KEYWORDS: Antioxidants; Docosahexanoic
acid; Eicosapentanoic acid; Lipoproteins
INTRODUCTION
Low dietary intake and plasma concentration of
omega-3 polyunsaturated fatty acids (PUFA) are associated with cognitive
decline and dementia risk1. The etiology of sporadic Alzheimers
disease (AD) is multifactorial.
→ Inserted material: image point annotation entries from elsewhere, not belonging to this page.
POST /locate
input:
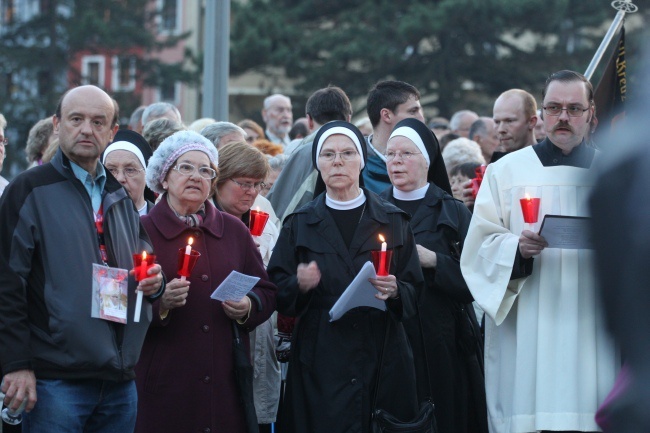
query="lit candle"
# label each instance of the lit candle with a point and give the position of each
(530, 209)
(142, 272)
(186, 260)
(383, 271)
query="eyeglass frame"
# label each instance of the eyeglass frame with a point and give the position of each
(545, 108)
(246, 186)
(402, 155)
(351, 155)
(195, 170)
(124, 170)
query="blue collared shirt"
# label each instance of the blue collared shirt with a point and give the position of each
(95, 186)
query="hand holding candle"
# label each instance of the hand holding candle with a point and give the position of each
(530, 209)
(187, 258)
(257, 222)
(141, 264)
(381, 259)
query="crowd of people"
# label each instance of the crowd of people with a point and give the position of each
(500, 330)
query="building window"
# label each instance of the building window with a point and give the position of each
(169, 92)
(92, 70)
(123, 73)
(169, 16)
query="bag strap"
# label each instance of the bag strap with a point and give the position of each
(381, 363)
(383, 349)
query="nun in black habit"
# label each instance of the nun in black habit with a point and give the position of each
(321, 248)
(451, 332)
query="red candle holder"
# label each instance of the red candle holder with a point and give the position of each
(142, 264)
(381, 261)
(257, 222)
(186, 262)
(530, 209)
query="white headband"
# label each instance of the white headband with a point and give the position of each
(405, 131)
(125, 145)
(343, 131)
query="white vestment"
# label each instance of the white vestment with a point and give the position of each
(549, 361)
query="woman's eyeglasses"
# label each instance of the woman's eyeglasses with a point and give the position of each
(246, 186)
(347, 155)
(187, 169)
(128, 172)
(404, 155)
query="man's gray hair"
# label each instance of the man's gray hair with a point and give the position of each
(158, 110)
(478, 128)
(278, 162)
(136, 117)
(457, 118)
(269, 99)
(216, 131)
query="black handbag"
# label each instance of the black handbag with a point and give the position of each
(244, 380)
(384, 422)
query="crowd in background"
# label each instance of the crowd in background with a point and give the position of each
(500, 330)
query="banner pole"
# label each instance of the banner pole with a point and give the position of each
(623, 7)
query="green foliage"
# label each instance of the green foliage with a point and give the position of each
(463, 51)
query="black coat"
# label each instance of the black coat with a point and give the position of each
(332, 371)
(451, 333)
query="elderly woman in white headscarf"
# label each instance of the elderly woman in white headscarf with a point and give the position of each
(126, 159)
(185, 376)
(333, 370)
(451, 332)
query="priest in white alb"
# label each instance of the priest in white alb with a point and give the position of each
(549, 361)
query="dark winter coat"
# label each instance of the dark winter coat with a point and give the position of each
(185, 375)
(332, 371)
(451, 333)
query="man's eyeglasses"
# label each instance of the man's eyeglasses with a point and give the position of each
(246, 186)
(128, 172)
(404, 155)
(347, 155)
(187, 169)
(556, 110)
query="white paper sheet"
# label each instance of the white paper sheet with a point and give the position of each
(234, 287)
(567, 232)
(360, 293)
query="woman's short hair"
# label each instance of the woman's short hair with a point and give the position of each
(460, 151)
(157, 130)
(38, 139)
(267, 147)
(467, 169)
(239, 159)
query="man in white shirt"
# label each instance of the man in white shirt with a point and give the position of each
(549, 361)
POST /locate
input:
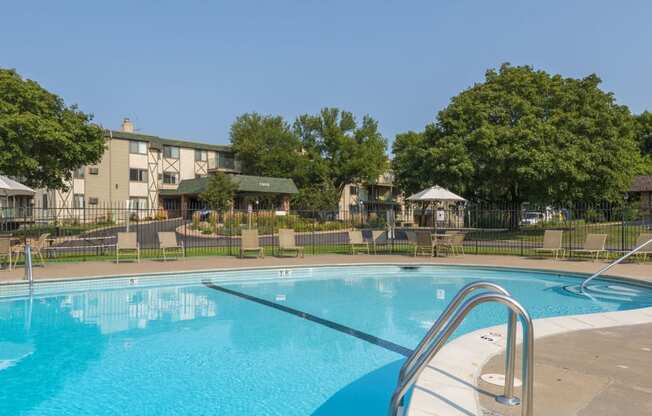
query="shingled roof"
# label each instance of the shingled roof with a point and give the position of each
(642, 184)
(159, 142)
(246, 183)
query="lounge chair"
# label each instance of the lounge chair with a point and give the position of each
(287, 242)
(593, 246)
(552, 243)
(5, 251)
(379, 239)
(356, 242)
(127, 242)
(37, 246)
(422, 242)
(642, 239)
(167, 241)
(249, 242)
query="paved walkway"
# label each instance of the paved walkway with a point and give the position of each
(104, 268)
(602, 372)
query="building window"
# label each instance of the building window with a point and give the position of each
(138, 175)
(226, 160)
(171, 152)
(137, 203)
(201, 155)
(137, 147)
(78, 201)
(170, 178)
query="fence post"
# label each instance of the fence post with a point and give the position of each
(312, 240)
(622, 226)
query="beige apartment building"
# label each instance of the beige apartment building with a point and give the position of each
(150, 173)
(378, 196)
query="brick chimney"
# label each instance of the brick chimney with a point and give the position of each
(127, 125)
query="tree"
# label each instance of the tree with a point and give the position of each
(220, 192)
(340, 150)
(266, 145)
(42, 140)
(524, 135)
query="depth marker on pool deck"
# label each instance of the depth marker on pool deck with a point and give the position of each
(388, 345)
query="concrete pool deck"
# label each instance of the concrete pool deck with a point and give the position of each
(86, 269)
(565, 347)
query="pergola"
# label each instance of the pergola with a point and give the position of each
(10, 188)
(434, 196)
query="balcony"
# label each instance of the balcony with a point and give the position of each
(226, 162)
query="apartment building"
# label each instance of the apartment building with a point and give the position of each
(150, 173)
(378, 196)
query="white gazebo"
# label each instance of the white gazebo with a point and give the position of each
(13, 191)
(434, 196)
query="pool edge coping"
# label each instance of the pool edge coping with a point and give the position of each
(615, 277)
(448, 386)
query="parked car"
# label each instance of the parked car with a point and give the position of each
(204, 214)
(532, 218)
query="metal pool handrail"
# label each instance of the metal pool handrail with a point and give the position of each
(445, 316)
(613, 263)
(424, 359)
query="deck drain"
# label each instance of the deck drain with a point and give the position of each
(498, 379)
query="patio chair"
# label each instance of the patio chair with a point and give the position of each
(167, 241)
(287, 242)
(127, 242)
(5, 251)
(453, 243)
(593, 246)
(379, 239)
(552, 243)
(249, 242)
(642, 239)
(422, 242)
(37, 246)
(356, 242)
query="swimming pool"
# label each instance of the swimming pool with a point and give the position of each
(322, 340)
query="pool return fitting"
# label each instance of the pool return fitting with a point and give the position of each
(448, 322)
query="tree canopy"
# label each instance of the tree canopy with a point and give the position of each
(340, 148)
(266, 145)
(525, 135)
(220, 192)
(321, 153)
(42, 141)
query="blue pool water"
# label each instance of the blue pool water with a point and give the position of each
(173, 346)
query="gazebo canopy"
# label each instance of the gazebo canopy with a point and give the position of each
(435, 193)
(9, 187)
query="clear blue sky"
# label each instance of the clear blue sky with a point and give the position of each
(187, 68)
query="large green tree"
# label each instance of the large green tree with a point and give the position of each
(219, 193)
(41, 139)
(340, 149)
(321, 153)
(266, 145)
(526, 135)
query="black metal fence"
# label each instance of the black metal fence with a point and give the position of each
(90, 233)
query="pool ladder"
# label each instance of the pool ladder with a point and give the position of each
(448, 322)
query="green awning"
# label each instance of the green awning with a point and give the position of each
(246, 183)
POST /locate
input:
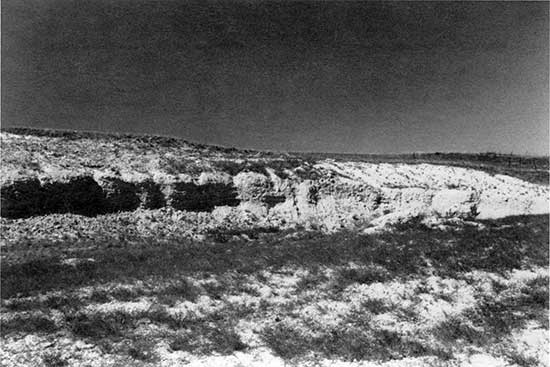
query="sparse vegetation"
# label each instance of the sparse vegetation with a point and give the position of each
(137, 288)
(333, 267)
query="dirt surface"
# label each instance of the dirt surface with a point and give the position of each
(147, 251)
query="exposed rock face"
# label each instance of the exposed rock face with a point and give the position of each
(329, 195)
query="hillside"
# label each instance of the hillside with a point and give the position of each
(147, 251)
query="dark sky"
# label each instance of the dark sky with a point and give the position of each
(366, 77)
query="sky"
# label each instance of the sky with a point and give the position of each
(349, 77)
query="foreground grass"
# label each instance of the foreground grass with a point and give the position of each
(411, 292)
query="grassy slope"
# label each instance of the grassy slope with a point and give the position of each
(302, 294)
(271, 282)
(179, 156)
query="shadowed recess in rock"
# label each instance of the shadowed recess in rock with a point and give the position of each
(86, 196)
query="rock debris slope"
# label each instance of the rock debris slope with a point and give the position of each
(44, 175)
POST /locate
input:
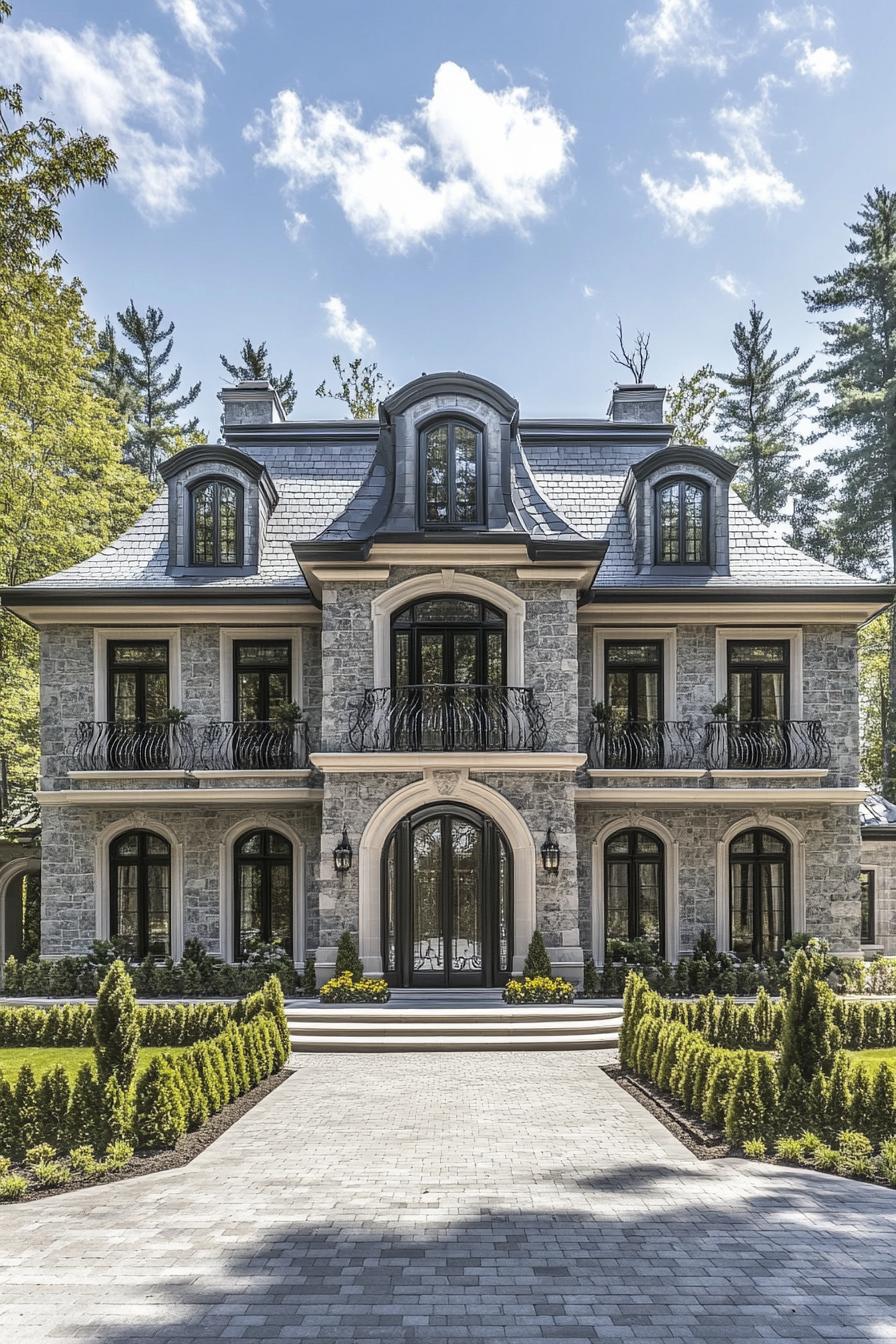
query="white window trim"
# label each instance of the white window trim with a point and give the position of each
(229, 636)
(101, 640)
(140, 821)
(669, 636)
(759, 821)
(435, 585)
(636, 821)
(763, 632)
(259, 821)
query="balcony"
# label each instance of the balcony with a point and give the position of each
(641, 745)
(448, 718)
(766, 745)
(257, 745)
(135, 747)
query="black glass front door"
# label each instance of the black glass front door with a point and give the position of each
(446, 901)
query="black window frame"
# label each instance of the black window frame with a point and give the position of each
(266, 860)
(216, 563)
(141, 860)
(658, 489)
(450, 422)
(632, 859)
(756, 859)
(867, 913)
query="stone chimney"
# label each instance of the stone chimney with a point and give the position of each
(637, 402)
(251, 402)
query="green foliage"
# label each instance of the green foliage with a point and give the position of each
(692, 406)
(160, 1116)
(155, 430)
(253, 364)
(360, 386)
(769, 397)
(116, 1027)
(809, 1039)
(347, 957)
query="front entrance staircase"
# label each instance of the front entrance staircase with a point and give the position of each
(456, 1019)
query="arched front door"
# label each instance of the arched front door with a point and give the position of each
(446, 901)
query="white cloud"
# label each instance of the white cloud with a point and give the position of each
(204, 24)
(294, 225)
(466, 159)
(743, 176)
(679, 32)
(343, 328)
(118, 88)
(810, 16)
(728, 284)
(824, 65)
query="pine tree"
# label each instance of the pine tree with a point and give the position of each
(116, 1024)
(155, 430)
(254, 363)
(759, 418)
(360, 386)
(860, 372)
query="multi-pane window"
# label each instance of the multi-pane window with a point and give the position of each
(683, 523)
(867, 891)
(263, 891)
(633, 882)
(450, 475)
(216, 523)
(140, 891)
(759, 894)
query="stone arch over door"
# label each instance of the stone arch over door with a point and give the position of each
(11, 876)
(442, 786)
(259, 821)
(760, 821)
(636, 821)
(441, 583)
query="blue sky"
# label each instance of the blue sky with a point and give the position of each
(453, 184)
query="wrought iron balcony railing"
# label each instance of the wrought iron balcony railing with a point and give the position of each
(448, 718)
(767, 745)
(133, 746)
(254, 745)
(644, 745)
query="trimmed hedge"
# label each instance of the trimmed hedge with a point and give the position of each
(175, 1093)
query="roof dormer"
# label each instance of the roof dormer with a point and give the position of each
(219, 503)
(677, 506)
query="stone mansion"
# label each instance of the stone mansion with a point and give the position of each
(442, 678)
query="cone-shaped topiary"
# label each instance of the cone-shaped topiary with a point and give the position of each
(160, 1113)
(809, 1039)
(116, 1024)
(536, 958)
(347, 957)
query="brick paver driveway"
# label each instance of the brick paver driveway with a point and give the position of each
(504, 1196)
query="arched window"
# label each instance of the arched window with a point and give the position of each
(683, 523)
(450, 475)
(263, 891)
(216, 523)
(634, 887)
(140, 891)
(759, 893)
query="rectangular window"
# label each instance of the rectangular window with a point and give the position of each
(867, 890)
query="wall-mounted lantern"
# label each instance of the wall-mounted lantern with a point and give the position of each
(551, 852)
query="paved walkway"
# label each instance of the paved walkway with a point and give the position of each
(507, 1196)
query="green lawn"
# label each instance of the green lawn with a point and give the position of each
(875, 1057)
(42, 1059)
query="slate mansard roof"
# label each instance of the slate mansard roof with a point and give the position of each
(566, 480)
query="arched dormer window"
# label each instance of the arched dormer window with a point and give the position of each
(216, 523)
(450, 475)
(681, 522)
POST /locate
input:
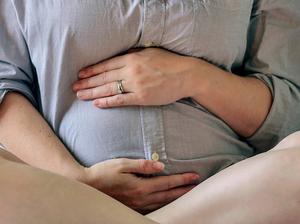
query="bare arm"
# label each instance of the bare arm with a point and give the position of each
(38, 196)
(25, 133)
(242, 102)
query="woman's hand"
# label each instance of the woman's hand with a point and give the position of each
(151, 76)
(122, 179)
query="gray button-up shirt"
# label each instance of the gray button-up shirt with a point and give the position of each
(45, 43)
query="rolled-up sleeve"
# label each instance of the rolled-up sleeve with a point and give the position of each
(16, 71)
(273, 56)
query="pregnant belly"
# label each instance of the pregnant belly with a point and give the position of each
(185, 136)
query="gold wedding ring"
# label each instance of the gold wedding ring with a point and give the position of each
(120, 87)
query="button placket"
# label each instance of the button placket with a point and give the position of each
(153, 133)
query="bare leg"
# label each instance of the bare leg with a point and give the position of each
(29, 195)
(262, 189)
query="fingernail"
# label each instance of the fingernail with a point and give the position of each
(80, 94)
(159, 165)
(82, 73)
(195, 177)
(96, 104)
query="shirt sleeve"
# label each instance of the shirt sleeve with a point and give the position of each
(16, 70)
(273, 56)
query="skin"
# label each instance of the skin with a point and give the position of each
(150, 77)
(262, 189)
(241, 193)
(36, 143)
(29, 195)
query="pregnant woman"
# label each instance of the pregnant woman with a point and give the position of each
(223, 95)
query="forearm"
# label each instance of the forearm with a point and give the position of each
(242, 102)
(26, 134)
(29, 195)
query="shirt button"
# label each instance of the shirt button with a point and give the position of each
(155, 156)
(149, 44)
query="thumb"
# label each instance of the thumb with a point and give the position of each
(141, 166)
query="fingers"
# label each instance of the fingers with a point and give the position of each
(164, 183)
(110, 64)
(127, 99)
(140, 166)
(98, 80)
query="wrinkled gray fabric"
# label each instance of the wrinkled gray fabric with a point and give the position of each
(44, 43)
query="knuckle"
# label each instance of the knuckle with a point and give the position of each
(138, 191)
(143, 165)
(121, 162)
(104, 77)
(120, 100)
(90, 93)
(110, 90)
(132, 57)
(137, 69)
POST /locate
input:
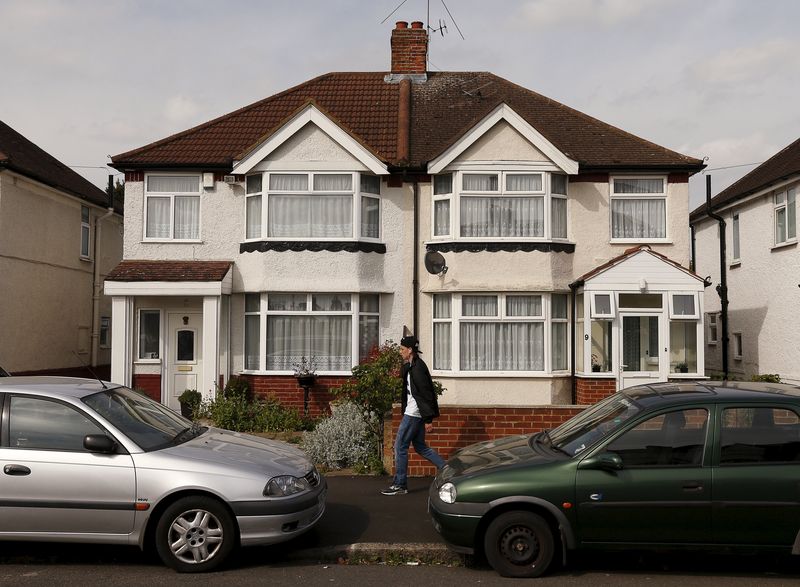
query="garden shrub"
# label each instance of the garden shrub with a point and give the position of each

In Yorubas of African descent, it was observed
that age, genetic variations, cultural, lifestyle and environmental factors
like habitual diet may play important roles in the neurological disorder 2,
3. It was hypothesized that very long chain omega-3 PUFA as present in
fish oil could be responsible for interindividual variation in the rate of
decline cognitive performance over time in the general elderly population4.
Kalmijn et al.5 reported that increased docosahexanoic acid (DHA)
intake was protective of cognitive decline and that low concentration of DHA
was found in brain tissue of persons with AD.
Brain cholesterol alters the degradation of amyloid
precursor protein, which contributes to the pathogenesis of AD. Some workers
suggested that reduced cellular cholesterol levels promote tau phosphorylation
in neurons, inhibit dendrite outgrowth and synaptogenesis, and induce
neurodegeneration6. The gene coding for the low-density lipoprotein
receptor-related protein gene, which is the ApoE receptor and resides on
chromosome 12, may be associated with the expression of late-onset AD7.
Lipoproteins are targets for oxidation. It was
reported that cholesterol oxidation in the brain is of relevance in
pathogenesis of vascular dementia (VD) cases with mixed pathology 8.
Long chain PUFAs in brain include both omega-3 (e.g DHA, 22:6n-3) and omega-6
(e.g arachidonic acid (AA), 20:6n-6) PUFAs. They are prone to free radical
attack and hydrogen abstraction leading to oxidative damage 9.
Oxidative damage in the form of lipid peroxidation is known to play a
significant role in pathogenesis of neurodegeneration in AD 10.
Laboratory studies show that markers of oxidative damage are elevated in early
AD11 and this is associated with lower plasma antioxidant levels11.
When there is a weakening of antioxidant defence or
excessive production of free radicals, a state of oxidative stress occurs, if
uncontrolled, these free radicals damage different biological targets such as
lipids 12. Lipophilic antioxidants such as vitamin E is
neuroprotective, essential for normal brain function, accumulates in the brain
and decrease peroxidation of brain lipids in animal models 13,14.
Evidence suggests that decreased levels of antioxidant vitamins lead to higher
susceptibility to oxidative stress and a higher grade of lowdensity
lipoprotein (LDL) cholesterol oxidation as found in VD patients6.
Epidemiological studies support antioxidant intake as a means of reducing AD
risk from oxidative damage.15, 16
In humans, selenium deficiency has been implicated in
etiology of cardiovascular disease and conditions in which oxidative stress and
inflammation are prominent features 17. Selenium deficiency also
interferes with normal conversion of alpha-linolenic acid (ALA) to
eicosapentanoic acid (EPA) and DHA leading to increased omega 6: omega 3 PUFA
ratios 18. Glutathione peroxidase (a selenium containing enzyme) and
vitamin E inactivates the damaging effects of intermediates of lipofuscin
metabolism 19. Lipofuscin is formed by reactions of hydrogen
peroxide with PUFA resulting in formation of organic free radicals which could
damage neuronal DNA. This may have a direct toxic effect on brain cells 19.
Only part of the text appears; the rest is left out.